Created Datasets
The V4 result includes a total of 26 different datasets. In this section, we present the two most significant ones, which were published in the journal Nature Scientific Data: CESNET-TLS-Year22 and CESNET-TimeSeries24. A complete list of all created datasets is provided in the final subsection, including usage statistics obtained from the Zenodo platform and from the telemetric data of the CESNET DataZoo and CESNET TSZoo tools.
CESNET-TLS-Year22: Dataset with a year of TLS traffic
With the growing proportion of monitored encrypted traffic (especially TLS and QUIC protocols), the importance of classification methods that provide insight into it is also increasing. Historically, encrypted traffic was analyzed mainly using unencrypted headers sent when establishing a connection. For TLS, these are primarily fields from the server certificate and the Server Name Indication extension. However, in new versions of the TLS protocol, these fields are being restricted, which creates a research question of how to replace the loss of this useful information.

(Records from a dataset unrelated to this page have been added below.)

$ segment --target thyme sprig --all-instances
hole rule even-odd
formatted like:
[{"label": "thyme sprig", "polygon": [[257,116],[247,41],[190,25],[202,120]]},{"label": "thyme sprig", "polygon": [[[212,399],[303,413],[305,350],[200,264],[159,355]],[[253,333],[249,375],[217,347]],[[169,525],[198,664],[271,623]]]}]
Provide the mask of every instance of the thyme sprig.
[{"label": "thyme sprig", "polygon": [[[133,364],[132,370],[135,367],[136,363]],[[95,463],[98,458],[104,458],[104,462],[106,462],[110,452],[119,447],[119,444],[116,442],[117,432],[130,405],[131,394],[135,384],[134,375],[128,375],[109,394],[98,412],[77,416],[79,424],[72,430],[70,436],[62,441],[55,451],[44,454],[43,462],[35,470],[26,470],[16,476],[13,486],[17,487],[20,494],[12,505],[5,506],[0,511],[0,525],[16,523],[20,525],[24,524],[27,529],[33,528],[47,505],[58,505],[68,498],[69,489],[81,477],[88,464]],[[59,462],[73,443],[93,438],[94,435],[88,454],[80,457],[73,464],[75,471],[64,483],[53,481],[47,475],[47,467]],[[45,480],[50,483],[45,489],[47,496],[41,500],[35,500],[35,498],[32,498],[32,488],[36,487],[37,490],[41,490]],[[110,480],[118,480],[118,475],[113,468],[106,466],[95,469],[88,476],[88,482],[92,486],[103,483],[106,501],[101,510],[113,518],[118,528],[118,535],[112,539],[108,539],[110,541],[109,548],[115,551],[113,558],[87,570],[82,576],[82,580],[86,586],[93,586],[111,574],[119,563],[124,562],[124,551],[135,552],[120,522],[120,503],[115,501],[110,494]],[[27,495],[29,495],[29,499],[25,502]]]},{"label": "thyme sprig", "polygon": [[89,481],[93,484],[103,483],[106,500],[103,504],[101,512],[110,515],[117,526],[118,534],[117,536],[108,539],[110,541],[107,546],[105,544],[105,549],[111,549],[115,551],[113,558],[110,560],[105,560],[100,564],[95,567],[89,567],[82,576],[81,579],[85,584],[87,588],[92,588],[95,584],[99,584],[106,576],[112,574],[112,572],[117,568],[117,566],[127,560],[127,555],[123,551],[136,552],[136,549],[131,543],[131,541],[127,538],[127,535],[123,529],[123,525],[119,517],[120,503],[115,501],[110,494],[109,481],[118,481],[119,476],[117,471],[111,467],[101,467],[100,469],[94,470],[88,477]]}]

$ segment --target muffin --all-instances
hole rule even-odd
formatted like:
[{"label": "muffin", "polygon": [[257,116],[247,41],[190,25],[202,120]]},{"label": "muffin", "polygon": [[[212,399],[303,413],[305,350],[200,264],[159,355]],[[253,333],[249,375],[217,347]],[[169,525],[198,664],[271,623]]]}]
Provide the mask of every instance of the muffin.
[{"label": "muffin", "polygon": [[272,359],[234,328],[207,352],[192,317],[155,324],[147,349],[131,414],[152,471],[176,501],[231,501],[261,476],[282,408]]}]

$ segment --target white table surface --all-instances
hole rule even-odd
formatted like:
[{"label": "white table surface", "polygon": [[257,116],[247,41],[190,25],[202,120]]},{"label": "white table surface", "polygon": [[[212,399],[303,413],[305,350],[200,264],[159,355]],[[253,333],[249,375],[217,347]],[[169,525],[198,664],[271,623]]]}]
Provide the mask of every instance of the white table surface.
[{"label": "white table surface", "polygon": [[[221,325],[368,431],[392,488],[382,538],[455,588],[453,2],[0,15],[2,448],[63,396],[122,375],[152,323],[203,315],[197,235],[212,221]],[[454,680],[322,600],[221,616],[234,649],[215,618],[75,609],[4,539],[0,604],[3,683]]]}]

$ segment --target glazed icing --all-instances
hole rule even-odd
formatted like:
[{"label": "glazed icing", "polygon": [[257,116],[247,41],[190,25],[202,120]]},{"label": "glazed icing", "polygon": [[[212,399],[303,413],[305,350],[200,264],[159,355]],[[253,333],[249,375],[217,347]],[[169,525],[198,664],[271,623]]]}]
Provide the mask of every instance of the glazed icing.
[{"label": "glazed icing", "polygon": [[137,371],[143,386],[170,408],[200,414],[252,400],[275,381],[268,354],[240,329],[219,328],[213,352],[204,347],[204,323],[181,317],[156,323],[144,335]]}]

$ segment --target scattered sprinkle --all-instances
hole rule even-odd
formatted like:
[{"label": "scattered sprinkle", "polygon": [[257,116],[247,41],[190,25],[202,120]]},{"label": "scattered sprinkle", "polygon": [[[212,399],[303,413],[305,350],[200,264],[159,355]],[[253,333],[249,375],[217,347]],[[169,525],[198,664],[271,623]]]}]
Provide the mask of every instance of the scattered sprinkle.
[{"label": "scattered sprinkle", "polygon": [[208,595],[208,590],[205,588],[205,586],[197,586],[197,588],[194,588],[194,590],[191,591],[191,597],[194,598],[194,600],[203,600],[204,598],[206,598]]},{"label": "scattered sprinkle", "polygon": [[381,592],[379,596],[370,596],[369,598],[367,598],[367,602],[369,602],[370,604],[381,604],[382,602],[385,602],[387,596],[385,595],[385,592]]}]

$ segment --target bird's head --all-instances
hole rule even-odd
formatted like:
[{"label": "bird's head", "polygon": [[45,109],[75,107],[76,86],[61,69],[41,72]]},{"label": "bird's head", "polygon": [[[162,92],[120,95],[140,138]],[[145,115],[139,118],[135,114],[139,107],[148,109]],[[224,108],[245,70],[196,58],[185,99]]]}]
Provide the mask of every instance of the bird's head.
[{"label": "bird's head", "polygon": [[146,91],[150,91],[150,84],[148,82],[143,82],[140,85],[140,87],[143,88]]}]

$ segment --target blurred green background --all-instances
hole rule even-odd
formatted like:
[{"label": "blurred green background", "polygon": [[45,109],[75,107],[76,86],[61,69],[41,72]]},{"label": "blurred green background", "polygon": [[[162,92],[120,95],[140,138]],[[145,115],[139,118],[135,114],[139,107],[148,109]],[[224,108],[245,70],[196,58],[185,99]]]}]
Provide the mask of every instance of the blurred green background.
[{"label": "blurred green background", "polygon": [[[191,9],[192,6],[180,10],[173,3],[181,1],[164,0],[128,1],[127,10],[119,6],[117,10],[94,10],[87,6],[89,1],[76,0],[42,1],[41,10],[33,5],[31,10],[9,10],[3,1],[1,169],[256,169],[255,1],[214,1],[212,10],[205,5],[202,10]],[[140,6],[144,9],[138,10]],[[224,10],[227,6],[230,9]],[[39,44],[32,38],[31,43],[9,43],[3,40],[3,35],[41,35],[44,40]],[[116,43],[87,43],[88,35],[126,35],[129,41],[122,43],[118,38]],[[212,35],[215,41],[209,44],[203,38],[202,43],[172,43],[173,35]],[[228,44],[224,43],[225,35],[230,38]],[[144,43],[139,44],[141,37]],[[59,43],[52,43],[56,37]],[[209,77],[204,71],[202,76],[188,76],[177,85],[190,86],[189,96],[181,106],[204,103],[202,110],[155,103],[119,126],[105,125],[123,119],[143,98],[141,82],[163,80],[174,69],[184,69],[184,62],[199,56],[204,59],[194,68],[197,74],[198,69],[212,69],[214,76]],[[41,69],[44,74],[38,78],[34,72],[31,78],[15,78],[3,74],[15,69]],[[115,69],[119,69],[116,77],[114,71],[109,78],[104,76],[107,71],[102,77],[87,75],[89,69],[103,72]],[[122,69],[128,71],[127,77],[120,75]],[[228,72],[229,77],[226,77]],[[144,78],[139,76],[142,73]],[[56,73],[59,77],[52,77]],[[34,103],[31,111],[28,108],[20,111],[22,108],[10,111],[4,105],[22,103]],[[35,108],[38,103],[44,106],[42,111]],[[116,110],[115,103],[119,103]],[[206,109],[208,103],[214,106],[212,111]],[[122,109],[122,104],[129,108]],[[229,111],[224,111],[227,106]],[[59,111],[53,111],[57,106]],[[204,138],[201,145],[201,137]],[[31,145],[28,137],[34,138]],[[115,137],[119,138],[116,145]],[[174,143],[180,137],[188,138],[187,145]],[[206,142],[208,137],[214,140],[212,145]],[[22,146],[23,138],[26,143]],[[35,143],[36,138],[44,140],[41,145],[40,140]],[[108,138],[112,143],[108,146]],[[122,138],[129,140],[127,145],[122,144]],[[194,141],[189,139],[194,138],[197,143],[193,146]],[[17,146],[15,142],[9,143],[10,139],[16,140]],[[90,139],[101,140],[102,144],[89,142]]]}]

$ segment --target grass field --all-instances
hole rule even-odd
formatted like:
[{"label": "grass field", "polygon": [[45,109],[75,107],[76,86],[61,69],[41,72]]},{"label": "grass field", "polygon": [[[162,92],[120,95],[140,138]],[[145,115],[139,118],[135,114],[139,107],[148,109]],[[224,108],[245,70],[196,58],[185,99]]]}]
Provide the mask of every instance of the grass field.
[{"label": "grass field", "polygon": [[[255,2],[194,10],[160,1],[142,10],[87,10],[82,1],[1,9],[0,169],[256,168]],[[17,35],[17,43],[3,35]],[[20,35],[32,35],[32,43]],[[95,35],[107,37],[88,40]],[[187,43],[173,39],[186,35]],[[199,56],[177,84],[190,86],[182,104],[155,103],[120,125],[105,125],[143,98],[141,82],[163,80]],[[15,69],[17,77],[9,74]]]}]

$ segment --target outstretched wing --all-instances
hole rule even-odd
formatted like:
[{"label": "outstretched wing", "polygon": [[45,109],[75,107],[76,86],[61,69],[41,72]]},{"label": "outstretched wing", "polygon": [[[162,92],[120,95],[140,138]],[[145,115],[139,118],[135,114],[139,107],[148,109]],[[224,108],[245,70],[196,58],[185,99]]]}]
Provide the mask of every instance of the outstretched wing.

For this reason, within the project, we focused on the long-term capture of encrypted TLS traffic and created a dataset called CESNET-TLS-Year22. The unique feature of this dataset is its length: the dataset contains a year of traffic captured on the CESNET3 backbone network. The one-year time period allows for the evaluation of detection tools (for example, trained machine learning models) over a long time horizon and thus measures their robustness and ability to cope with changes on the network. Changes in the characteristics of network traffic are to be expected. They are caused by newly emerging applications and services, changes in protocols, but also by the time of day or the period of the year (different traffic during holidays and the school year). The CESNET-TLS-Year22 dataset is used for the development of classifiers that will be robust to these changes and will therefore be better prepared for production deployment.
Dataset Content
The dataset contains 180 web services with a total of 507 million samples. The samples are organized within the dataset by individual weeks of 2022, as shown in the figure below. Each sample contains a packet sequence, which is a standard input to models analyzing encrypted traffic. The sequence represents the beginning of a TLS connection at the packet level and contains the size, direction, and inter-packet time of the first 30 packets of the connection. Furthermore, the samples contain the domain name (from TLS SNI) and other standard characteristics such as the number of transferred bytes, packets, or the total connection time.
Basic Analysis
Through volumetric analysis, we observed the distribution of samples throughout the year and verified the expected influence of real phenomena on the network traffic recorded in the dataset. The figure below illustrates the following properties:
- Traffic on weekdays strongly prevails over weekends. Similarly, we can observe lower traffic on holidays.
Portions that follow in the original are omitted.